Os problemas de Dilma com sua “base de apoio” no Congresso Nacional

O Plenário do Senado ontem foi palco de uma rebelião explícita por parte de aliados de Dilma. O nome de Bernardo Figueiredo foi rejeitado com o apoio da base do governo para ser reconduzido ao cargo de diretor-geral da ANTT.

A presidente Dilma começa a enfrentar alguns problemas com a sua base de apoio. Duas derrotas evidentes são suficientes para mostrar as dificuldades que esse governo autoritário e hegemonista tem nas suas relações com os aliados.

A primeira foi a rejeição, no dia de ontem, por parte da maioria dos aliados da orientação do Palácio do Planalto para a votação, na Câmara dos Deputados, do novo Código Florestal. Diante das evidências de que o governo será derrotado, como destacado pelo jornalista Ilimar Franco em sua coluna publicada hoje no jornal A Gazeta, a ministra Ideli Salvatti, das Relações Institucionais, sugeriu adiar a votação do Código para depois da Rio +20, Conferência das Nações Unidas sobre Desenvolvimento Sustentável, que irá acontecer de 20 a 22 de junho desse ano. O governo parece, então, que já aceitou a derrota, só quer disfarçar – com uma postura supostamente ambiental – para os outros países do mundo. Vergonhoso.

A segunda derrota foi a rejeição por parte do Senado, também no dia de ontem, do nome de Bernardo Figueiredo para ser reconduzido ao cargo de diretor-geral da Agência Nacional de Transportes Terrestres (ANTT). O nome dele foi rejeitado por 36 x 31, apesar da esmagadora maioria que o governo diz ter naquela Casa.

O problema se torna um pouco mais grave quando se sabe que o senhor Figueiredo era o grande fiador do projeto do trem bala ligando São Paulo ao Rio de Janeiro e que a licitação para a obra está marcada para outubro desse ano.

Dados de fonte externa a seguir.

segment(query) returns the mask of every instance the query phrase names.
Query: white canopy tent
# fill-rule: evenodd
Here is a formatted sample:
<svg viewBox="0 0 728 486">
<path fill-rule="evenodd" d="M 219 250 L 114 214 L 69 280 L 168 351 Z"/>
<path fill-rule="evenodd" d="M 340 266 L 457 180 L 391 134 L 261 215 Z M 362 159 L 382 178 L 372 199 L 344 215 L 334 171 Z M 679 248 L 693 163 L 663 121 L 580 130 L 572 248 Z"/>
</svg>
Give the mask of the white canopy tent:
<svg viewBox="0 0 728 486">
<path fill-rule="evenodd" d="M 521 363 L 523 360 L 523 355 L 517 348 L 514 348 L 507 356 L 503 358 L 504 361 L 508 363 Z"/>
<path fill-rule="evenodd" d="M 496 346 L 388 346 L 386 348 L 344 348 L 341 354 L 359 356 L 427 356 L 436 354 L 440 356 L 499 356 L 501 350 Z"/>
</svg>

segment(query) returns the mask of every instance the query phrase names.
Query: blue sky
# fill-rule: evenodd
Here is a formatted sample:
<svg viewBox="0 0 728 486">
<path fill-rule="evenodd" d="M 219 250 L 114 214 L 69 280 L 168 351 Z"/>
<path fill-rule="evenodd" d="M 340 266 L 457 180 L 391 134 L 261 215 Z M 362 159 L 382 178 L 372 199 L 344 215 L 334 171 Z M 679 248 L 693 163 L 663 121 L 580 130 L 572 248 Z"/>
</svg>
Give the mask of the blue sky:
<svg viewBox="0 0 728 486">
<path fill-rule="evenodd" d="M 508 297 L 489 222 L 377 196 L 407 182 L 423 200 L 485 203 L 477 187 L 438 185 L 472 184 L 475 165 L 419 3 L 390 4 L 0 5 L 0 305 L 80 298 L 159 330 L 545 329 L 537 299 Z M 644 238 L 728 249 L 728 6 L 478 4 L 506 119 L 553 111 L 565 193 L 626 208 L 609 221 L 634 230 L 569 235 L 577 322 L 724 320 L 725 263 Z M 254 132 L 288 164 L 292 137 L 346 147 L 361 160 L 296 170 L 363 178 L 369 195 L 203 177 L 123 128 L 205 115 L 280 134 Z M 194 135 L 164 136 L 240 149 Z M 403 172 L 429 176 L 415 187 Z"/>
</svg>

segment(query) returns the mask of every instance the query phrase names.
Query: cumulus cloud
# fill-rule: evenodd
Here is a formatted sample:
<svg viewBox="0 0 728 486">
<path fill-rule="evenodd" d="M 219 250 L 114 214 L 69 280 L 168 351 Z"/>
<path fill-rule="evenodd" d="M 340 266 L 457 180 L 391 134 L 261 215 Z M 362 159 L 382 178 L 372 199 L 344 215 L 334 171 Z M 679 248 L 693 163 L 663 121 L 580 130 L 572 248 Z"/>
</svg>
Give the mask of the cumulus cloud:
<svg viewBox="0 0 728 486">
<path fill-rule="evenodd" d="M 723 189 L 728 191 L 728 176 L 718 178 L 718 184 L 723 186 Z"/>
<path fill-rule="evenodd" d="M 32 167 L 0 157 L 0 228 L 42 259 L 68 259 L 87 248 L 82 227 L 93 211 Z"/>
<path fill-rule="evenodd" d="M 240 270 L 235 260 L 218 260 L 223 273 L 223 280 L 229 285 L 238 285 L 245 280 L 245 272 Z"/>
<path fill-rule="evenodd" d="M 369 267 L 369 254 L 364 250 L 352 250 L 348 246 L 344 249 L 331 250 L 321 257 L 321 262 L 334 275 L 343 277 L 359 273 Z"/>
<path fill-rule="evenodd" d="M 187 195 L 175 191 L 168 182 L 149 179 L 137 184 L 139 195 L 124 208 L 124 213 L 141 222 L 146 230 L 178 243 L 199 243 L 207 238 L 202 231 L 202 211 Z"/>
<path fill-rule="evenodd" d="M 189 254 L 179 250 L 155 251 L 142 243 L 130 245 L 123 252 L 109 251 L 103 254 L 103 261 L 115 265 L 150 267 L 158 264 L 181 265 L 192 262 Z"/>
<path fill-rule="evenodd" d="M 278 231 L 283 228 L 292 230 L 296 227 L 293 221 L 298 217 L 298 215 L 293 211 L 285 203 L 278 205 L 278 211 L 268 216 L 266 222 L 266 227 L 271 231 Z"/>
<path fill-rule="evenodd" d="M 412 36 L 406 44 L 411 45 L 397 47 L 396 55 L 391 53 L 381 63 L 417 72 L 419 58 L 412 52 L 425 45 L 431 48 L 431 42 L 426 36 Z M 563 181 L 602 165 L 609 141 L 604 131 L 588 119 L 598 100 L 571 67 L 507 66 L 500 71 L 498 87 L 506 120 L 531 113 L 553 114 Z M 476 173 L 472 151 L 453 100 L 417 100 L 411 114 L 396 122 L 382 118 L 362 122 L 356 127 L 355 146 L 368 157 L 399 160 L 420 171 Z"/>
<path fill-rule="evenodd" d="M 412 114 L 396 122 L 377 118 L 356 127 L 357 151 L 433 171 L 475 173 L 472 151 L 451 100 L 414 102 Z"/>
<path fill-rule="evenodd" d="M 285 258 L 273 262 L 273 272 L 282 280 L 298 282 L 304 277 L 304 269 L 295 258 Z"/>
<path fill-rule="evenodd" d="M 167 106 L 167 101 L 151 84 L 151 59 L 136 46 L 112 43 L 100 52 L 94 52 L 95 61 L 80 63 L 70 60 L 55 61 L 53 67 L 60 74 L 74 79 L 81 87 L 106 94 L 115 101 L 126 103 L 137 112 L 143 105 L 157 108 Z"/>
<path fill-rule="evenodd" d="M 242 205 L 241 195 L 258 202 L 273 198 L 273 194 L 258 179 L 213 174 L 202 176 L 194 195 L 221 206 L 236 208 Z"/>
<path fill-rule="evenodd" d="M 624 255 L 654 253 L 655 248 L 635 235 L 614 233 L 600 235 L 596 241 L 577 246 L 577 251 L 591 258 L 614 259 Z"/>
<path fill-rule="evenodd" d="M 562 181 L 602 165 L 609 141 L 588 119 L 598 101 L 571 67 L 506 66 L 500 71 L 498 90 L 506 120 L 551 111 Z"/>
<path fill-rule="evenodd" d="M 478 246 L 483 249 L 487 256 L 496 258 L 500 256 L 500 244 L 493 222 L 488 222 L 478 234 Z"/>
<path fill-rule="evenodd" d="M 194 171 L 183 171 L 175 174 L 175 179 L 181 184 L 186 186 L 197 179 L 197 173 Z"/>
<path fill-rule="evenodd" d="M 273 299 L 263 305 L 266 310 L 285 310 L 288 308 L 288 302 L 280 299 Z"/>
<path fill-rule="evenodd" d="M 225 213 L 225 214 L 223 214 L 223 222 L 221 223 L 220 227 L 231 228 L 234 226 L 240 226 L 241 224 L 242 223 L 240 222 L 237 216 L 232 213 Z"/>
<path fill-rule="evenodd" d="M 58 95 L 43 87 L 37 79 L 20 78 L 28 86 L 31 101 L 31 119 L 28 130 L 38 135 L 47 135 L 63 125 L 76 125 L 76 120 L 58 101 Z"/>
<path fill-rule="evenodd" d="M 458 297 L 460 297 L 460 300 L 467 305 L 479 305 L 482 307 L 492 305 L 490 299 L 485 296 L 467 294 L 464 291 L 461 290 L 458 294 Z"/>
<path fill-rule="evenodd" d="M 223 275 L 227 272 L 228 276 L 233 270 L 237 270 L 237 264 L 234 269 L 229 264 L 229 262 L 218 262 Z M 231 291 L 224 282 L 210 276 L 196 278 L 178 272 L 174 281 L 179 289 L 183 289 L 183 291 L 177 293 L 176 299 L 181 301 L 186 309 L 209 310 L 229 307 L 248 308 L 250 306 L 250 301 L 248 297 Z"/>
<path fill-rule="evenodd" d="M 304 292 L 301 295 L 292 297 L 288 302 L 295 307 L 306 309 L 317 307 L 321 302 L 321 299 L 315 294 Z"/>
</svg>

Com a rejeição de seu nome, o senhor Figueiredo não poderá ser novamente indicado esse ano. Se Dilma quiser que ele volte para a ANTT só no ano que vem. Depois da licitação, portanto. Ou será que, por causa disso, a licitação será adiada?

Tudo isso é fruto de um modus operandi político que não sabe negociar com os aliados, que só quer deles a submissão, que quando precisa recorre a expedientes como o mensalão para manter a base coesa. Sem instrumentos de cooptação vemos um governo ser derrotado em políticas que supostamente lhe são caras (Código Florestal) e em nomes que lhe são importantes (caso de Figueiredo).

Estarão os aliados do PT acordando e percebendo isso? Espero que sim, para o bem da política e da democracia em nosso país.